Report on Bagana (Papua New Guinea) — 17 October-23 October 2007
Smithsonian / US Geological Survey Weekly Volcanic Activity Report, 17 October-23 October 2007
Managing Editor: Sally Kuhn Sennert
Please cite this report as:
Global Volcanism Program, 2007. Report on Bagana (Papua New Guinea). In: Sennert, S K (ed.), Weekly Volcanic Activity Report, 17 October-23 October 2007. Smithsonian Institution and US Geological Survey.
Papua New Guinea
6.137°S, 155.196°E; summit elev. 1855 m
All times are local (unless otherwise noted)
During 1-18 October, white vapor plumes from Bagana were occasionally accompanied by ash plumes that were generated by rockfalls from the edges of the lava flow on the SE flank.
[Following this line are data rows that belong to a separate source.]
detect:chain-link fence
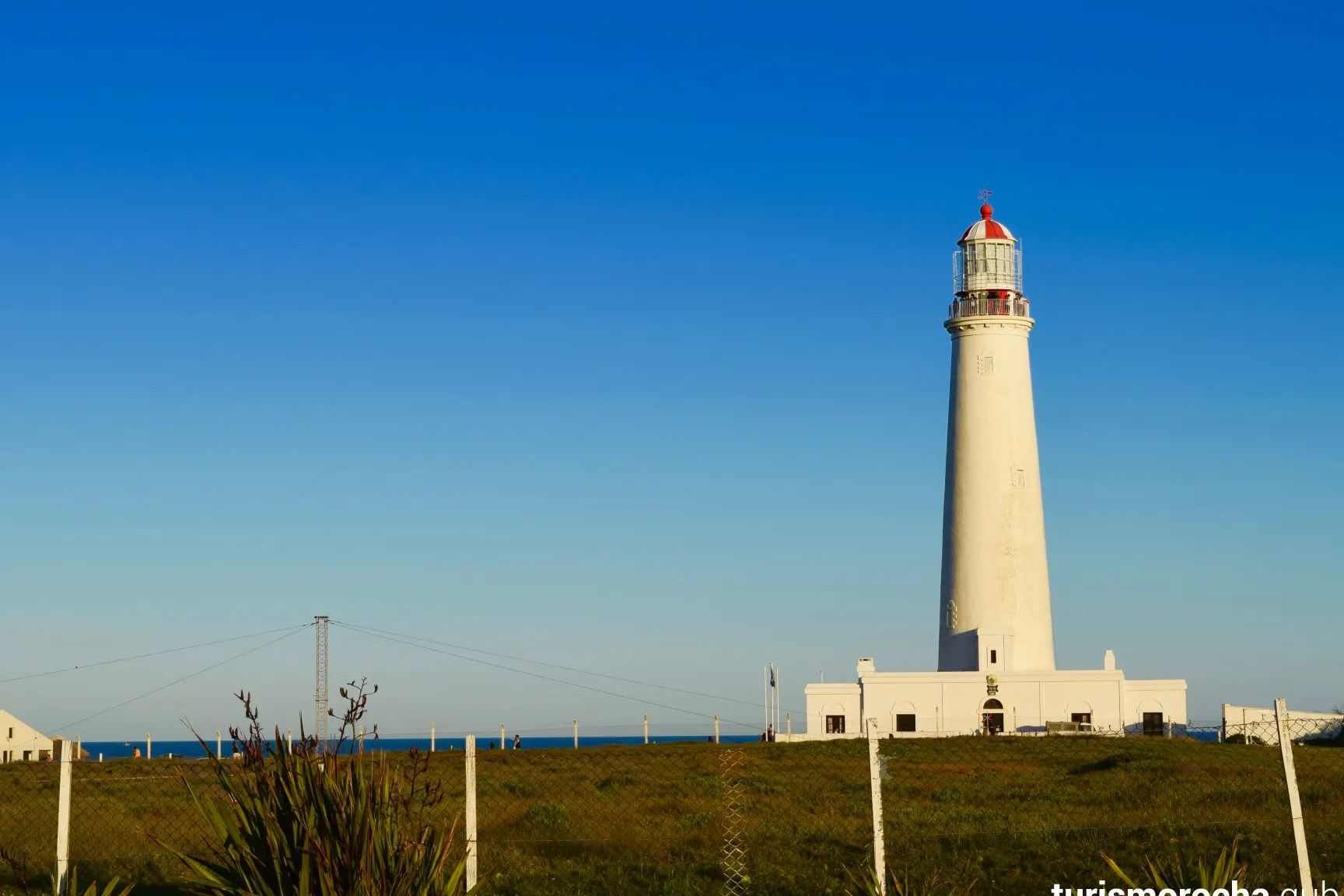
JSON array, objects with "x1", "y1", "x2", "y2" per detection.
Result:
[{"x1": 0, "y1": 728, "x2": 1344, "y2": 896}]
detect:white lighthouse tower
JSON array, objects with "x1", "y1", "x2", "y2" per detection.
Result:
[
  {"x1": 788, "y1": 194, "x2": 1187, "y2": 740},
  {"x1": 938, "y1": 194, "x2": 1055, "y2": 672}
]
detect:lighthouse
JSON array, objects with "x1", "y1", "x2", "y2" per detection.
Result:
[
  {"x1": 786, "y1": 200, "x2": 1188, "y2": 740},
  {"x1": 938, "y1": 194, "x2": 1055, "y2": 672}
]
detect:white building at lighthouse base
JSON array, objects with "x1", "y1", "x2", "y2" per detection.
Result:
[{"x1": 789, "y1": 650, "x2": 1188, "y2": 740}]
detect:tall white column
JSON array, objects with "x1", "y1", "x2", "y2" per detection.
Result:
[{"x1": 938, "y1": 315, "x2": 1055, "y2": 672}]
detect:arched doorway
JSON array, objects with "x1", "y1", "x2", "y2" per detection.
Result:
[{"x1": 980, "y1": 698, "x2": 1004, "y2": 735}]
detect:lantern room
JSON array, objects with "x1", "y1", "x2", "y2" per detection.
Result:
[{"x1": 949, "y1": 203, "x2": 1027, "y2": 317}]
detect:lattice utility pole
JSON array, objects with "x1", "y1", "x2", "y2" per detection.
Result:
[{"x1": 313, "y1": 617, "x2": 331, "y2": 751}]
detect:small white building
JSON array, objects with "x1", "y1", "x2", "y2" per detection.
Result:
[
  {"x1": 0, "y1": 709, "x2": 51, "y2": 761},
  {"x1": 794, "y1": 202, "x2": 1187, "y2": 740},
  {"x1": 793, "y1": 650, "x2": 1187, "y2": 740}
]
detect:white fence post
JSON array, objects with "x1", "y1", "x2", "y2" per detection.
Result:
[
  {"x1": 464, "y1": 735, "x2": 478, "y2": 892},
  {"x1": 868, "y1": 719, "x2": 887, "y2": 896},
  {"x1": 1274, "y1": 697, "x2": 1312, "y2": 894},
  {"x1": 57, "y1": 740, "x2": 74, "y2": 896}
]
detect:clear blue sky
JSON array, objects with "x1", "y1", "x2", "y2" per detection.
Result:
[{"x1": 0, "y1": 2, "x2": 1344, "y2": 737}]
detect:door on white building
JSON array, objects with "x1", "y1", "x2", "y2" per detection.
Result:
[{"x1": 980, "y1": 700, "x2": 1004, "y2": 735}]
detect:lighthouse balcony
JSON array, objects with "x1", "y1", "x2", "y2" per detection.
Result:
[{"x1": 947, "y1": 296, "x2": 1031, "y2": 320}]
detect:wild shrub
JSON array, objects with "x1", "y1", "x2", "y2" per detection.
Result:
[{"x1": 170, "y1": 682, "x2": 464, "y2": 896}]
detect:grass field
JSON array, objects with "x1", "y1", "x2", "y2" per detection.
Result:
[{"x1": 0, "y1": 737, "x2": 1344, "y2": 896}]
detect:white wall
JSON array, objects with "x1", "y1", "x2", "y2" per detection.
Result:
[
  {"x1": 0, "y1": 709, "x2": 51, "y2": 761},
  {"x1": 938, "y1": 316, "x2": 1055, "y2": 672},
  {"x1": 807, "y1": 669, "x2": 1188, "y2": 739}
]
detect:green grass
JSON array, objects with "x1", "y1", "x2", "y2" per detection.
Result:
[{"x1": 0, "y1": 737, "x2": 1344, "y2": 896}]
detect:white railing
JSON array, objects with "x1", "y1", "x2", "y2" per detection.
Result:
[{"x1": 947, "y1": 296, "x2": 1031, "y2": 320}]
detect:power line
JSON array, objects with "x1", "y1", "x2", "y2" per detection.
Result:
[
  {"x1": 338, "y1": 622, "x2": 798, "y2": 712},
  {"x1": 55, "y1": 622, "x2": 313, "y2": 731},
  {"x1": 0, "y1": 623, "x2": 314, "y2": 684},
  {"x1": 332, "y1": 619, "x2": 759, "y2": 731}
]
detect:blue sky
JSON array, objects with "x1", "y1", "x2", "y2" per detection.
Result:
[{"x1": 0, "y1": 4, "x2": 1344, "y2": 739}]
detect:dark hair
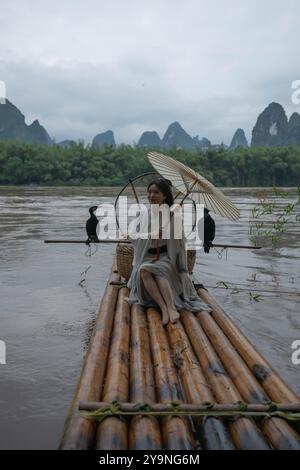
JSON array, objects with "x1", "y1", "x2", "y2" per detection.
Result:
[{"x1": 147, "y1": 178, "x2": 174, "y2": 207}]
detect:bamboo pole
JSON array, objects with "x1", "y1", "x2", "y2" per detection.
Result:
[
  {"x1": 197, "y1": 311, "x2": 300, "y2": 449},
  {"x1": 198, "y1": 289, "x2": 299, "y2": 403},
  {"x1": 147, "y1": 308, "x2": 196, "y2": 450},
  {"x1": 78, "y1": 402, "x2": 300, "y2": 416},
  {"x1": 59, "y1": 260, "x2": 120, "y2": 449},
  {"x1": 167, "y1": 322, "x2": 235, "y2": 450},
  {"x1": 95, "y1": 288, "x2": 130, "y2": 450},
  {"x1": 129, "y1": 304, "x2": 162, "y2": 450},
  {"x1": 181, "y1": 310, "x2": 272, "y2": 450}
]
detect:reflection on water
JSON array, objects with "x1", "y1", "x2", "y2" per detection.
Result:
[{"x1": 0, "y1": 187, "x2": 300, "y2": 449}]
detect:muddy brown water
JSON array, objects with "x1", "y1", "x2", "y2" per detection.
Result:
[{"x1": 0, "y1": 186, "x2": 300, "y2": 449}]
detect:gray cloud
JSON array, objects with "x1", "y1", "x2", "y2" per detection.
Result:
[{"x1": 0, "y1": 0, "x2": 300, "y2": 143}]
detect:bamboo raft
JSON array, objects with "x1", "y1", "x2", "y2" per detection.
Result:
[{"x1": 60, "y1": 255, "x2": 300, "y2": 450}]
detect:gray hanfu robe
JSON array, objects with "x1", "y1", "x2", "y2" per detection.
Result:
[{"x1": 127, "y1": 205, "x2": 211, "y2": 312}]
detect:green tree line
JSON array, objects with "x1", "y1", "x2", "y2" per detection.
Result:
[{"x1": 0, "y1": 141, "x2": 300, "y2": 187}]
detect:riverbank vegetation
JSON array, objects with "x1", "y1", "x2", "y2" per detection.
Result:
[{"x1": 0, "y1": 141, "x2": 300, "y2": 187}]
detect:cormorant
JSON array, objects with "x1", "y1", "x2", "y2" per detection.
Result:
[
  {"x1": 203, "y1": 207, "x2": 216, "y2": 253},
  {"x1": 85, "y1": 206, "x2": 99, "y2": 245}
]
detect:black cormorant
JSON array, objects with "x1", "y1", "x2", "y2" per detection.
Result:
[
  {"x1": 203, "y1": 207, "x2": 216, "y2": 253},
  {"x1": 85, "y1": 206, "x2": 99, "y2": 245}
]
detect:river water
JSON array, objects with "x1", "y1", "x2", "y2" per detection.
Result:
[{"x1": 0, "y1": 186, "x2": 300, "y2": 449}]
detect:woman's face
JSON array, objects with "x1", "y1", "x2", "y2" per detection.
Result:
[{"x1": 147, "y1": 184, "x2": 166, "y2": 204}]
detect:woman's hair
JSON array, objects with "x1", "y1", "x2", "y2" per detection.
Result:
[{"x1": 147, "y1": 177, "x2": 174, "y2": 207}]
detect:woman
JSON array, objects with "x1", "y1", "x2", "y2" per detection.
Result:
[{"x1": 127, "y1": 178, "x2": 211, "y2": 325}]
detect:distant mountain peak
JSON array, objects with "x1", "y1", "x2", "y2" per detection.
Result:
[
  {"x1": 92, "y1": 130, "x2": 116, "y2": 148},
  {"x1": 0, "y1": 99, "x2": 52, "y2": 145},
  {"x1": 229, "y1": 127, "x2": 248, "y2": 150}
]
Incandescence was noted during most of the reporting period at the summit and occasionally from the lava flow. Based on observations of satellite imagery, the Darwin VAAC reported that ash plumes drifted N then NW on 19 October.
Geologic Background. Bagana volcano, occupying a remote portion of central Bougainville Island, is one of Melanesia's youngest and most active volcanoes. This massive symmetrical cone was largely constructed by an accumulation of viscous andesitic lava flows. The entire edifice could have been constructed in about 300 years at its present rate of lava production. Eruptive activity is frequent and characterized by non-explosive effusion of viscous lava that maintains a small lava dome in the summit crater, although explosive activity occasionally producing pyroclastic flows also occurs. Lava flows form dramatic, freshly preserved tongue-shaped lobes up to 50 m thick with prominent levees that descend the flanks on all sides.